Ieri il Wall Street Journal e il team investigativo di Bellingcat – che aveva già in passato identificato la squadra del FSB (i servizi segreti interni russi) responsabile dell’avvelenamento di Alexey Navalny in Siberia – hanno pubblicato la notizia che l’oligarca patron del Chelsea e due negoziatori ucraini che erano con lui sarebbero stati avvelenati il 3 marzo scorso, in Ucraina, nei negoziati vicino al confine con Polonia e Bielorussia. Abramovich e gli altri negoziatori hanno sofferto di chiari sintomi di avvelenamento, occhi rossi, lacrimazione costante e dolorosa, desquamazione e caduta della pelle del volto e delle mani, durati un giorno e una notte. L’oligarca numero uno (lui ha sempre negato di esserlo) – quello che per anni è stato il testimonial russo dal volto liberal, con i jeans, la barbetta curata e la camicia fuori dai pantaloni, il russo capace di incantare Londongrad – perse la vista per alcune ore, confermano adesso diverse fonti tra cui Mikhail Khodorkovsky, l’ex patron di Yukos che invece si fece dieci anni in Siberia e fu espropriato della sua azienda per non essersi piegato a Putin. Un portavoce di Abramovic ha confermato alla Bbc l’avvelenamento. Anche Khokorkovsky fu avvelenato. Tremendo parallelismo della storia, sintomi analoghi toccano ora all’uomo che iniziò la sua ascesa proprio dopo l’esproprio putiniano ai danni di Khodorkovsky, che ricorda: «Quando sono stato avvelenato nel 2018 a Mosca, la prima cosa che ha iniziato a deteriorarsi drammaticamente è stata la mia vista. Due ore dopo essermi sentito male non riuscivo a vedere nulla, tre ore dopo ho perso conoscenza».

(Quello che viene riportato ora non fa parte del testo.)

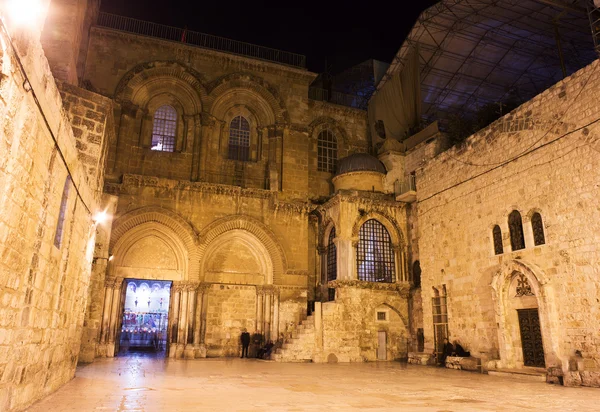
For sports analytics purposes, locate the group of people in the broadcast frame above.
[240,329,281,359]
[440,338,471,366]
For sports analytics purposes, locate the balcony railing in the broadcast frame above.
[97,13,306,68]
[308,87,369,110]
[394,175,417,203]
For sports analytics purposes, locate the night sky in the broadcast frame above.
[101,0,435,74]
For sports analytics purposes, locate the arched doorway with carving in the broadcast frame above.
[199,216,285,357]
[96,207,198,357]
[492,261,558,369]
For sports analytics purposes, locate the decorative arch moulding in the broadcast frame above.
[327,279,410,296]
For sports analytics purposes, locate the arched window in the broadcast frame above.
[492,225,504,255]
[151,106,177,152]
[54,176,71,248]
[413,260,421,288]
[531,212,546,246]
[508,210,525,250]
[317,129,337,173]
[229,116,250,161]
[327,227,337,282]
[356,219,396,283]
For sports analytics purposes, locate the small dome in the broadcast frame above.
[337,153,386,176]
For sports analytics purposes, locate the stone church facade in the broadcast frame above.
[0,1,600,410]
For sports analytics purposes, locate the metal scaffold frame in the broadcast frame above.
[378,0,600,123]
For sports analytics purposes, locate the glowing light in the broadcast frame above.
[94,210,108,225]
[6,0,44,26]
[85,233,96,262]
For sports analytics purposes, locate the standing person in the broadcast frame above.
[440,338,454,367]
[240,328,250,358]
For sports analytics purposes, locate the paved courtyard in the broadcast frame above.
[29,357,600,412]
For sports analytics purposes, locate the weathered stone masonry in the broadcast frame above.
[410,62,600,384]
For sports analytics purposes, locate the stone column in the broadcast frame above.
[335,237,358,280]
[256,286,265,334]
[169,282,181,358]
[106,278,123,357]
[271,288,279,341]
[194,283,210,358]
[315,246,328,302]
[267,125,283,191]
[314,302,323,359]
[200,285,210,350]
[98,278,115,344]
[392,245,408,283]
[188,114,203,182]
[264,291,273,341]
[184,283,197,359]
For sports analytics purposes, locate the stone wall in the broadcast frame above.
[90,175,314,357]
[0,14,102,411]
[317,281,409,362]
[417,62,600,378]
[85,27,369,200]
[206,285,256,357]
[58,82,115,190]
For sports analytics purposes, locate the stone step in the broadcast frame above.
[488,368,546,382]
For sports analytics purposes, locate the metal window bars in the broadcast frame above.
[356,219,396,283]
[317,129,337,173]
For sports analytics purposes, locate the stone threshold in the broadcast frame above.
[488,368,546,382]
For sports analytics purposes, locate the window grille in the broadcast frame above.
[229,116,250,161]
[327,227,337,282]
[317,129,337,173]
[151,106,177,152]
[432,290,448,359]
[531,212,546,246]
[413,260,421,288]
[356,219,396,283]
[492,225,504,255]
[508,210,525,250]
[54,176,71,248]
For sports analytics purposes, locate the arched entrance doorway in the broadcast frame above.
[96,208,198,357]
[118,279,172,356]
[492,261,557,369]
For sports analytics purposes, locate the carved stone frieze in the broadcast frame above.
[327,279,410,296]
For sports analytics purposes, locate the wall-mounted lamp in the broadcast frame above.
[93,210,108,225]
[92,255,115,265]
[5,0,44,26]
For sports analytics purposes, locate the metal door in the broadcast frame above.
[377,331,387,360]
[517,309,546,368]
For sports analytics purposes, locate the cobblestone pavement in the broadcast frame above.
[29,356,600,412]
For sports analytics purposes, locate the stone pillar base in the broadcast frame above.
[194,344,206,358]
[175,343,185,359]
[96,342,115,358]
[168,343,177,359]
[183,344,196,359]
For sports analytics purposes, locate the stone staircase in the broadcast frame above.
[271,315,315,362]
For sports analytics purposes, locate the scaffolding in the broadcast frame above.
[377,0,600,126]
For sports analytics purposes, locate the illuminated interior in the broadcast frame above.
[120,279,171,352]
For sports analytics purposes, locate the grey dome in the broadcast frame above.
[337,153,386,175]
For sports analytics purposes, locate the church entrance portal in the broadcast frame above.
[517,308,546,368]
[118,279,172,356]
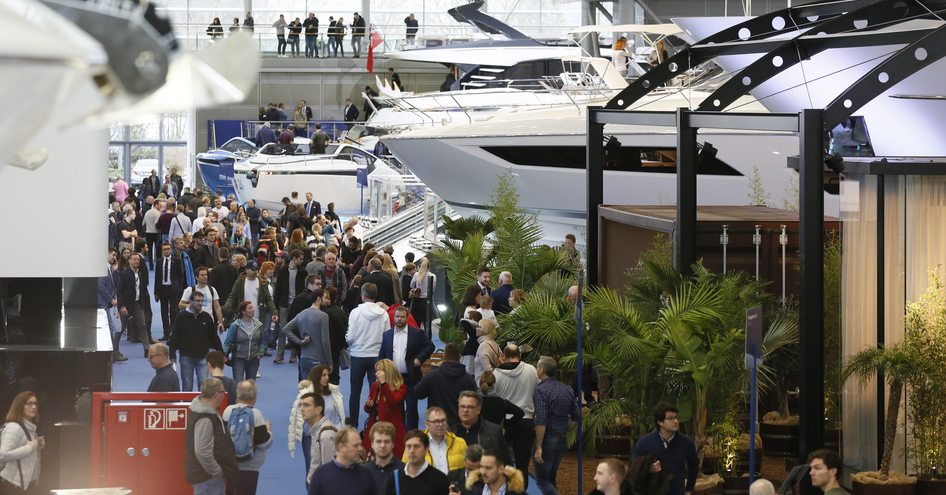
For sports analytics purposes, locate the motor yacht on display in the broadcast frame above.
[382,1,946,244]
[233,138,400,213]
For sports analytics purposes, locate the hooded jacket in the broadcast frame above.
[414,361,477,422]
[289,380,345,458]
[466,466,526,495]
[493,362,539,419]
[345,302,388,358]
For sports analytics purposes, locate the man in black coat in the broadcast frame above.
[118,253,152,358]
[361,256,395,306]
[378,306,434,430]
[414,342,477,423]
[154,242,184,340]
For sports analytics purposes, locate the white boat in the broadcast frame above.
[233,138,399,213]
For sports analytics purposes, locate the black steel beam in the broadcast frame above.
[605,0,879,109]
[698,0,937,110]
[674,108,699,274]
[585,107,604,285]
[798,110,824,459]
[824,21,946,129]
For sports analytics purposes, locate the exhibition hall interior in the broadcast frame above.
[0,0,946,495]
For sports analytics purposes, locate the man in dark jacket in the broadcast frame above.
[361,256,392,306]
[378,306,434,430]
[632,402,699,495]
[168,290,223,392]
[414,342,476,422]
[184,378,239,495]
[118,253,151,358]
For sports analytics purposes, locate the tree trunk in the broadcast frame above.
[880,380,903,478]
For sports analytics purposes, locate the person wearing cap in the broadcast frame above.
[256,120,276,148]
[223,259,279,332]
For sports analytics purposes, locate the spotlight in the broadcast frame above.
[604,136,621,151]
[700,141,719,160]
[824,152,844,175]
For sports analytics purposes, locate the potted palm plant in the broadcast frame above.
[905,269,946,495]
[841,340,925,495]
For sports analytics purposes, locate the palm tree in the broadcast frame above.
[841,342,925,479]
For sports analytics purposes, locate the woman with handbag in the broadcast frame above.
[364,359,407,459]
[0,391,46,494]
[223,301,266,383]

Secondo il WSJ, le stesse vittime del presunto veleno avrebbero indicato come responsabili «i falchi di Mosca contrari alla trattativa». La Stampa ha verificato indipendentemente questo punto. “Hardliners”, nel linguaggio degli osservatori anglosassoni del Cremlino, sta di solito per i servizi segreti di Mosca, o almeno una parte dei servizi segreti, quelli più ostili a qualunque ipotesi di pace. Se fosse vero si delineerebbe uno scontro fratricida a Mosca, tra pezzi di siloviki – gli uomini degli apparati, militari e intelligence – e oligarchi, o almeno il gruppo di oligarchi attorno a Abramovich. Il capo negoziatore ucraino, Mikhailo Podolyak, parla invece di «speculazioni», a proposito di questo identikit dei responsabili, aggiungendo che tutti i negoziatori ucraini «sono al lavoro come al solito». Un tentativo di tenere aperta una porta. La vicenda del resto è opaca: ricorda Andrew Roth del Guardian che tre giorni dopo il presunto avvelenamento di Abramovich, un membro della squadra di negoziatori ucraina era stato ucciso a colpi di arma da fuoco. Le cronache dissero che era stato giustiziato come traditore, poi fu annunciato che era un agente dell’intelligence ucciso in servizio.